2 accused of keeping girl in box on pot farm plead not guiltyLOS ANGELES—Two Northern California men pleaded not guilty Friday to a federal grand jury indictment accusing them of sexually assaulting a runaway teen and keeping her in a metal box on their secluded marijuana farm.
By: By Joseph Serna,Los Angeles Times (MCT), By Joseph Serna,Los Angeles Times (MCT)
LOS ANGELES—Two Northern California men pleaded not guilty Friday to a federal grand jury indictment accusing them of sexually assaulting a runaway teen and keeping her in a metal box on their secluded marijuana farm.
Ryan Alan Balletto, 30, and Patrick Steven Pearmain, 25, are accused of cultivating and trafficking more than 1,000 marijuana plants as well as forcing a 15-year-old runaway from Hollywood to help them. Balletto also faces weapons charges for the vast cache of military-grade weapons he allegedly kept on the 681-acre rural property.
The two were indicted Thursday, three months after federal authorities and the Lake County Sheriff’s Department raided Balletto’s farm and home in Lakeport, and Pearmain was arrested at a West Sacramento hotel. Lake County proseuctors said they are considering charges related to the alleged kidnapping, captivity and sexual assault but are still gathering evidence.
Since the arrests, prosecutors have gathered “a recorded, Mirandized confession by Balletto, a recorded statement from the minor victim and multiple recorded statements from others who were working at the site,” according to court documents.

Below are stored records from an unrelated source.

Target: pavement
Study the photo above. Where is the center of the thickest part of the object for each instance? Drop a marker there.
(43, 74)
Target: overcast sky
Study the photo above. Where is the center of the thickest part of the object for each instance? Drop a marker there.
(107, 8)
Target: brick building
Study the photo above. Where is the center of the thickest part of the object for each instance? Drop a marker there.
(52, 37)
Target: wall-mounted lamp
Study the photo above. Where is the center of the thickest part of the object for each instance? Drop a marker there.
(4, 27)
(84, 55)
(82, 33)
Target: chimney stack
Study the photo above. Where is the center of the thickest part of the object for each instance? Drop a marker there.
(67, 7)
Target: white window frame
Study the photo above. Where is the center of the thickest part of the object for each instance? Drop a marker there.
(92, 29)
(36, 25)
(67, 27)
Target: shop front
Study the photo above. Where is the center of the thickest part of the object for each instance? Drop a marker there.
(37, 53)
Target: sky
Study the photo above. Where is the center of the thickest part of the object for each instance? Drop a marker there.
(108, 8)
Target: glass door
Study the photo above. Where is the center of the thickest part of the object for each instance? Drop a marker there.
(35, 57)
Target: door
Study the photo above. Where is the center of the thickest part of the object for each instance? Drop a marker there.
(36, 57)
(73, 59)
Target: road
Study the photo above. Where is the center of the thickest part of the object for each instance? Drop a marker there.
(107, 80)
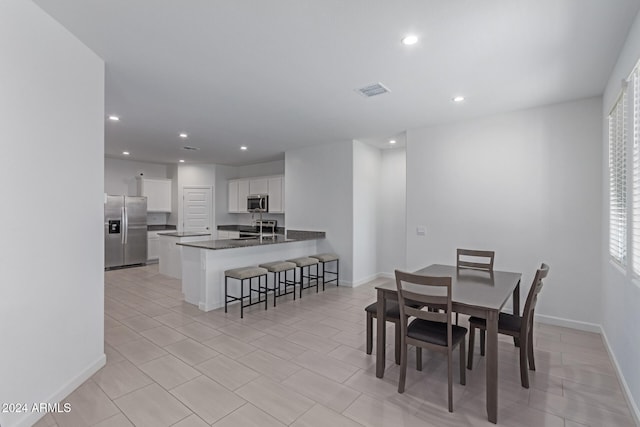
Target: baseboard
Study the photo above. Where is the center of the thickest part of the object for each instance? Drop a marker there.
(568, 323)
(65, 390)
(366, 280)
(635, 412)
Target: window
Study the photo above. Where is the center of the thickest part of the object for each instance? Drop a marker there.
(635, 241)
(624, 188)
(618, 182)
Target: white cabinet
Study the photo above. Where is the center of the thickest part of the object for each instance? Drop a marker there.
(239, 189)
(276, 194)
(233, 197)
(223, 235)
(158, 193)
(153, 246)
(243, 192)
(259, 186)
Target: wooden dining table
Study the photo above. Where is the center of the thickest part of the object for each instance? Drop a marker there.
(474, 292)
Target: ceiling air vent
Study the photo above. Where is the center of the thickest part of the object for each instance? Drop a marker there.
(372, 90)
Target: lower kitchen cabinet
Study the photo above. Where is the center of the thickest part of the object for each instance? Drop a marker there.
(153, 246)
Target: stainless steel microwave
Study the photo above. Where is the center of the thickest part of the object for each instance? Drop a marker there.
(258, 203)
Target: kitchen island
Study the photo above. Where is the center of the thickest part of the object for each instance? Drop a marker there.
(204, 262)
(170, 254)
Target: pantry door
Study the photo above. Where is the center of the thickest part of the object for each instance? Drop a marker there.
(197, 208)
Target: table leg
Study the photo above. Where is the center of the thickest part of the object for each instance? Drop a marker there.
(380, 334)
(516, 309)
(492, 366)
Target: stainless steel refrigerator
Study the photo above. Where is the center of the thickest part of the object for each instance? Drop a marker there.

The case broke in late April when Lake County sheriff’s deputies, acting on a tip from Los Angeles law enforcement officials, knocked on Balletto’s door, looking for the missing girl. Authorities say that the visit spooked the men and that Pearmain took her to West Sacramento, where he had her call authorities and say she was OK. Police traced the call and found Pearmain and the girl. The same day, they raided Balletto’s properties.

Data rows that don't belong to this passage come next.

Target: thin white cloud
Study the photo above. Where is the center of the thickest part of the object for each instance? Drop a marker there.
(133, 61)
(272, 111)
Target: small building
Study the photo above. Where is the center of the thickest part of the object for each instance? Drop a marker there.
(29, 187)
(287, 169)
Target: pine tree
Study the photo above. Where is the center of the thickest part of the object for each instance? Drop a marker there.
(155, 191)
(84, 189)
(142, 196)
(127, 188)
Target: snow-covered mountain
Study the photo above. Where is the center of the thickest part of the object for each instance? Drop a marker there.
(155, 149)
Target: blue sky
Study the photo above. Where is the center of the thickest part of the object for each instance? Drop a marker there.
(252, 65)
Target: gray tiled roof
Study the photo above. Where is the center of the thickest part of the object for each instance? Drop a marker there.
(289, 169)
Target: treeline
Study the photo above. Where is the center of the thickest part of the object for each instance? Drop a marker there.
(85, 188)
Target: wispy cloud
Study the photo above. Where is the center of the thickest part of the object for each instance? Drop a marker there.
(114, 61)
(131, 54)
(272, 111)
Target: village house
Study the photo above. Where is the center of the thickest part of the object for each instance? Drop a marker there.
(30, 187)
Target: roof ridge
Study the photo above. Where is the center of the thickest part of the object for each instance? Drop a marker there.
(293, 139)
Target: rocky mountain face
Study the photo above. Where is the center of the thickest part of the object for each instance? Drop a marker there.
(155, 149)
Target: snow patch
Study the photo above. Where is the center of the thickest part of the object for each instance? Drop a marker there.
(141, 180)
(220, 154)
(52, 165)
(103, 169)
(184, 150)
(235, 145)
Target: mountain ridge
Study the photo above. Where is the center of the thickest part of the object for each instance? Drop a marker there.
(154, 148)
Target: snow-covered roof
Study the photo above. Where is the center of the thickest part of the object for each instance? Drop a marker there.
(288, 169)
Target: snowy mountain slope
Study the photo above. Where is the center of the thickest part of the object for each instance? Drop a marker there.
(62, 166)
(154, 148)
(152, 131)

Authorities described the marijuana farm as something out of the movie “Deliverance.”
“If I was a plant, that’s where I’d want to live,” said David Prince, assistant special agent in charge of Homeland Security investigations in Northern California. “If I was a human, that’s not where I’d want to be.”

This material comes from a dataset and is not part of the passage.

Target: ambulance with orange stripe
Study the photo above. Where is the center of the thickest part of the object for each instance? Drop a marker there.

The property is off a dirt road east of Clear Lake and, authorities say, served not only as a farm for more than 1,200 marijuana plants, but also as Balletto’s shooting range, the stage for sadomasochistic scenes and the teen girl’s dungeon.
Among the items recovered was a bloody rag and a wood, metal and leather “rack” used for sadomasochism. A 4-by-2-by-2-foot metal box with air holes was also discovered. Inside the box, investigators found a blanket, human hair and a decal that depicted an animal skull surrounding the shadow image of a human skull with the Bone Collector logo.
Spray-painted on the outside was the first letter of the runaway girl’s name. The girl told prosecutors that she was kept in the box twice for a total of three days and that the men put a hose through one of the holes to clean her and wash out the human waste inside.
They told her she was in the box to “teach” her and to “prove a point,” court documents show. She told authorities that Balletto called her a “trouper” for not screaming while inside the box. She said they occasionally shocked her with a cattle prod.
In court documents, prosecutors portrayed Balletto as an ex-Marine ready for a lengthy gun battle. He kept dozens of military grade guns, sniper rifles and body armor there. He also had a sniper’s “ghillie suit” used for camouflage and regularly took target practice on metal stands set up on his wilderness property.
Prosecutors said he supplied marijuana to dispensaries in Los Angeles and has connections in Florida, where he allegedly bought a plane for $180,000 cash a few years ago.
Pearmain, meanwhile, is portrayed as Balletto’s drug-addicted helper. Mail and prescription bottles addressed to Pearmain found in a trailer on the land indicated he’d been living there since at least January, authorities say. Statements from the girl and a worker to prosecutors showed employees thought Pearmain was taking money meant for food and supplies and was spending it for heroin.
The mistrust was mutual, authorities say. When a worker found the girl on the property, Pearmain discussed whether that worker needed “to be dead,” according to court records. Balletto spared the employee and instead just texted “Mum’s the word,” when it came to the kidnapped girl, authorities say.
The two face a minimum of decades in prison—up to life—if convicted on all counts.